TAMPA — The biggest project in decades at Tampa International Airport hasn't started construction yet and already has hit its first snag.
The Hillsborough County Aviation Authority is redoing the bidding process for the first phase of construction for the new $2.5 billion master plan because of confusion about the airport's minority contracting rules.
"It will delay the project," said airport spokeswoman Janet Zink. "But it's a big undertaking that's significant for the airport and the entire region. It's important to get it right."
The airport started the time period for receiving proposals on April 5. But when airport staff saw there were problems, they ended up pulling the plug on the process three months later on July 16.

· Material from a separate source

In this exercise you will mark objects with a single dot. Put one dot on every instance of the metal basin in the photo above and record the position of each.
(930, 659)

The winning bid was supposed to be selected Aug. 1. But now the winner won't be picked until the end of the year, delaying for a few months a project set to be finished in 2017.
The first phase has a projected cost of $736 million. It calls for the airport to build a consolidated rental car facility and an automated people mover to link it to the main terminal. That first phase will clear room for the main terminal to be expanded in the next two phases, set for completion by 2028.

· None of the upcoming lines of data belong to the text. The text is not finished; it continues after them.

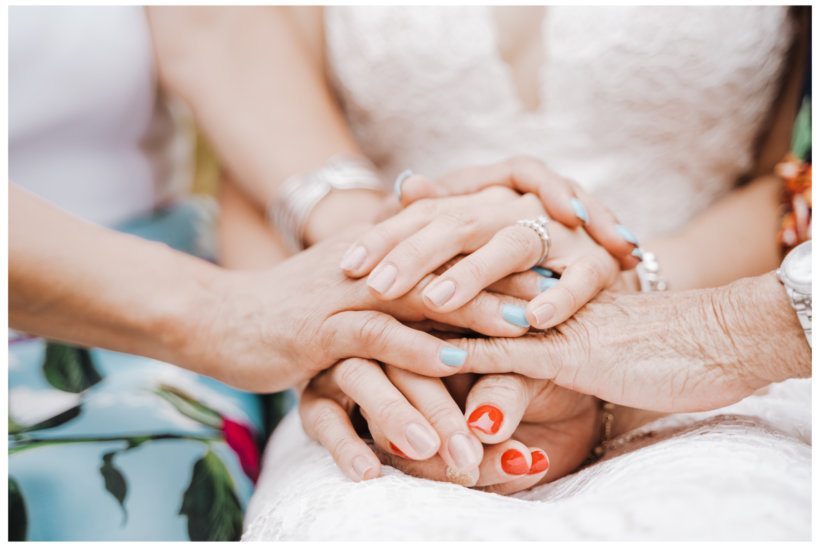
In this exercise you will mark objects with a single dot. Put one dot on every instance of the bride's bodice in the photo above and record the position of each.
(656, 110)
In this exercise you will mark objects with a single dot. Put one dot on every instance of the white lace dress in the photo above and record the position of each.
(654, 110)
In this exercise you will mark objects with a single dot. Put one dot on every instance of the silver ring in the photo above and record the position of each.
(539, 226)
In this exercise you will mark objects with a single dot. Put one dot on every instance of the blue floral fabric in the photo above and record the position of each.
(109, 446)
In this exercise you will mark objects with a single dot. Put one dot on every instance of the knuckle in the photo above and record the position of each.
(531, 204)
(461, 222)
(373, 329)
(444, 417)
(425, 208)
(350, 374)
(501, 387)
(471, 268)
(322, 421)
(376, 237)
(390, 411)
(589, 272)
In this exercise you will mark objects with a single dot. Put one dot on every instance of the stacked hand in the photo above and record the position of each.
(499, 432)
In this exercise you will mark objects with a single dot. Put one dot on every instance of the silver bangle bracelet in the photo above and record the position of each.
(649, 274)
(289, 210)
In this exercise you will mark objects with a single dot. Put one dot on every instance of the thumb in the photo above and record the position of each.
(411, 187)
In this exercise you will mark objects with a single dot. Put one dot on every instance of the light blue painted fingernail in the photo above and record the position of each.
(515, 315)
(453, 357)
(544, 271)
(580, 210)
(627, 234)
(399, 180)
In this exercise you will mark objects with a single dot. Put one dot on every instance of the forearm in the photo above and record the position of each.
(255, 80)
(245, 239)
(80, 283)
(764, 329)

Eight firms had put in bids. The fact that there were two different parts to that first construction phase led to some of the confusion. The other part of the confusion concerned airport rules requiring the bidders to parcel out some of the work to minority-owned firms: Were those requirements for each half of the project, or for the entire project?
Some of the airport's documentation was unclear. Some of the firms called the airport for guidance, but not all did. When the bids were submitted, airport staff realized the confusion. The rules call for minority business participation in the construction of each separate part of the project. "In the interest of being fair to everybody," Zink said, "we decided to start over so we can clarify what we were asking for."
The airport's requirements for the participation of minority-owned firms varies by project, and is determined in advance by a study of the available firms that could handle the work.